Nowhere in article X, nor elsewhere in the lease, is there any indication that the parties contemplated that, at any time during the 15-year term of the lease, there would be an exempt status applicable to any then landlord. Had this been contemplated, it would have been a very simple matter to draft appropriate language to cover the contingency. The language used in article X refers to taxes actually paid by the defendant landlord.

‘1 In the case of doubt * * * the tax clause should be construed most strongly against the lessor and most favorably to the lessee.” (51 C. J. S., Landlord and Tenant, § 360, p. 1055.) It is conceded that no increase in taxes was actually paid.
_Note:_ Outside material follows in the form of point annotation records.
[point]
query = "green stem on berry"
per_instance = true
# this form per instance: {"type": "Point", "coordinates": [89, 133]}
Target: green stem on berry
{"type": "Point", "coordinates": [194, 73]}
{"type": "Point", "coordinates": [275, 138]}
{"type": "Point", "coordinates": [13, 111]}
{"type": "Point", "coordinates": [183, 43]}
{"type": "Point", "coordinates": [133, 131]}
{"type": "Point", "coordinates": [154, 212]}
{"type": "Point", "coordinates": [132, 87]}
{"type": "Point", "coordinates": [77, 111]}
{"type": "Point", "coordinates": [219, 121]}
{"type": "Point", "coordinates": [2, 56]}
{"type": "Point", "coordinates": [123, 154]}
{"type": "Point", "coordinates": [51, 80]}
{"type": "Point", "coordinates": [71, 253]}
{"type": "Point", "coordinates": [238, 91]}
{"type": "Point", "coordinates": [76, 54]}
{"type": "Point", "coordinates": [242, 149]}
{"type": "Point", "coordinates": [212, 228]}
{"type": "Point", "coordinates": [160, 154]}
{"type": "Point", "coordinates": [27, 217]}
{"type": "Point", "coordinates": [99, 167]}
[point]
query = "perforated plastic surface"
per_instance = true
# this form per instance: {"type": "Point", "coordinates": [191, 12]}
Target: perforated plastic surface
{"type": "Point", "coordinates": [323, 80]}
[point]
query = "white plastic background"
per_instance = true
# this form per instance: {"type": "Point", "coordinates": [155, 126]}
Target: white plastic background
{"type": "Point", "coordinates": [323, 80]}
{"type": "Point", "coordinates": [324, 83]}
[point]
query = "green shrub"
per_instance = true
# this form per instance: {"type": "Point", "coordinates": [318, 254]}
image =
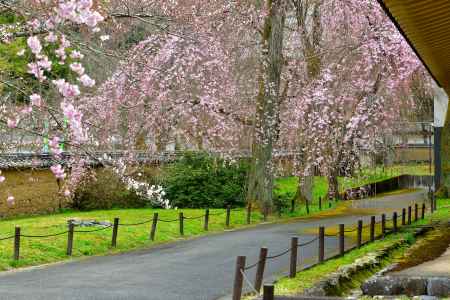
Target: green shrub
{"type": "Point", "coordinates": [105, 192]}
{"type": "Point", "coordinates": [200, 180]}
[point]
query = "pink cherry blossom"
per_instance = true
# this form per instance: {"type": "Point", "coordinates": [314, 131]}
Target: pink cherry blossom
{"type": "Point", "coordinates": [87, 81]}
{"type": "Point", "coordinates": [36, 100]}
{"type": "Point", "coordinates": [34, 44]}
{"type": "Point", "coordinates": [77, 68]}
{"type": "Point", "coordinates": [58, 171]}
{"type": "Point", "coordinates": [11, 123]}
{"type": "Point", "coordinates": [10, 200]}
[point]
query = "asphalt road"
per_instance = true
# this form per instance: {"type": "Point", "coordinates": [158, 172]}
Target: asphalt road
{"type": "Point", "coordinates": [200, 269]}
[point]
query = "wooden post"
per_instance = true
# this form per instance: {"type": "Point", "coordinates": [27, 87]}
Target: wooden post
{"type": "Point", "coordinates": [154, 224]}
{"type": "Point", "coordinates": [409, 215]}
{"type": "Point", "coordinates": [260, 269]}
{"type": "Point", "coordinates": [359, 234]}
{"type": "Point", "coordinates": [227, 219]}
{"type": "Point", "coordinates": [431, 203]}
{"type": "Point", "coordinates": [372, 228]}
{"type": "Point", "coordinates": [70, 239]}
{"type": "Point", "coordinates": [321, 244]}
{"type": "Point", "coordinates": [394, 222]}
{"type": "Point", "coordinates": [238, 278]}
{"type": "Point", "coordinates": [115, 230]}
{"type": "Point", "coordinates": [16, 243]}
{"type": "Point", "coordinates": [205, 227]}
{"type": "Point", "coordinates": [181, 219]}
{"type": "Point", "coordinates": [293, 262]}
{"type": "Point", "coordinates": [268, 292]}
{"type": "Point", "coordinates": [341, 239]}
{"type": "Point", "coordinates": [416, 212]}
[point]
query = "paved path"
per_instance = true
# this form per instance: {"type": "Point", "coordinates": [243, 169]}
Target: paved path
{"type": "Point", "coordinates": [197, 269]}
{"type": "Point", "coordinates": [439, 267]}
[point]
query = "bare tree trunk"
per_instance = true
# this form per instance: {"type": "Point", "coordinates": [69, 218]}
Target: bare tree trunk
{"type": "Point", "coordinates": [260, 182]}
{"type": "Point", "coordinates": [333, 185]}
{"type": "Point", "coordinates": [445, 156]}
{"type": "Point", "coordinates": [304, 193]}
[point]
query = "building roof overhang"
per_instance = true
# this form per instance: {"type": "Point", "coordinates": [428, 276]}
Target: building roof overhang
{"type": "Point", "coordinates": [426, 26]}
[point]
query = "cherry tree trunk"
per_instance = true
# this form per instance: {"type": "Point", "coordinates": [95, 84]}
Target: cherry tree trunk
{"type": "Point", "coordinates": [333, 185]}
{"type": "Point", "coordinates": [305, 189]}
{"type": "Point", "coordinates": [260, 180]}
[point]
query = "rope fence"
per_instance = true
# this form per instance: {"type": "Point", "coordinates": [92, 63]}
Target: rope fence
{"type": "Point", "coordinates": [241, 268]}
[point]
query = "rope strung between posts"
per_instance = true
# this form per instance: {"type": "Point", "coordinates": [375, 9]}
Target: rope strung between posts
{"type": "Point", "coordinates": [279, 255]}
{"type": "Point", "coordinates": [248, 282]}
{"type": "Point", "coordinates": [95, 230]}
{"type": "Point", "coordinates": [168, 221]}
{"type": "Point", "coordinates": [136, 224]}
{"type": "Point", "coordinates": [7, 238]}
{"type": "Point", "coordinates": [44, 236]}
{"type": "Point", "coordinates": [217, 214]}
{"type": "Point", "coordinates": [308, 243]}
{"type": "Point", "coordinates": [194, 218]}
{"type": "Point", "coordinates": [332, 235]}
It would require a rewriting of the lease to fix upon the plaintiff the obligation to actually pay that which defendant might have had to pay if it were not exempt. Certainly, we cannot11 remake the lease so as to impose obligations on the tenant that the parties never had in mind ”. (Wendel Foundation v. Moredall Realty Corp., 282 N. Y. 239, 246.) This is especially so where, as here, the defendant, by reason of its tax exemption, is not paying any increase over the amount of taxes actually paid by the prior nonexempt landlord for the “ Lease Base Year ”.

I therefore dissent and vote to award plaintiff judgment, as provided in paragraph “23” of the submission.

Eager and Bastow, JJ., concur with McNally, J.; Capozzoli, J., dissents in opinion in which, Stevens, J. P., concurs.

Judgment for defendant as provided in paragraph “24” of the submission, with $50 costs and disbursements. Settle judgment.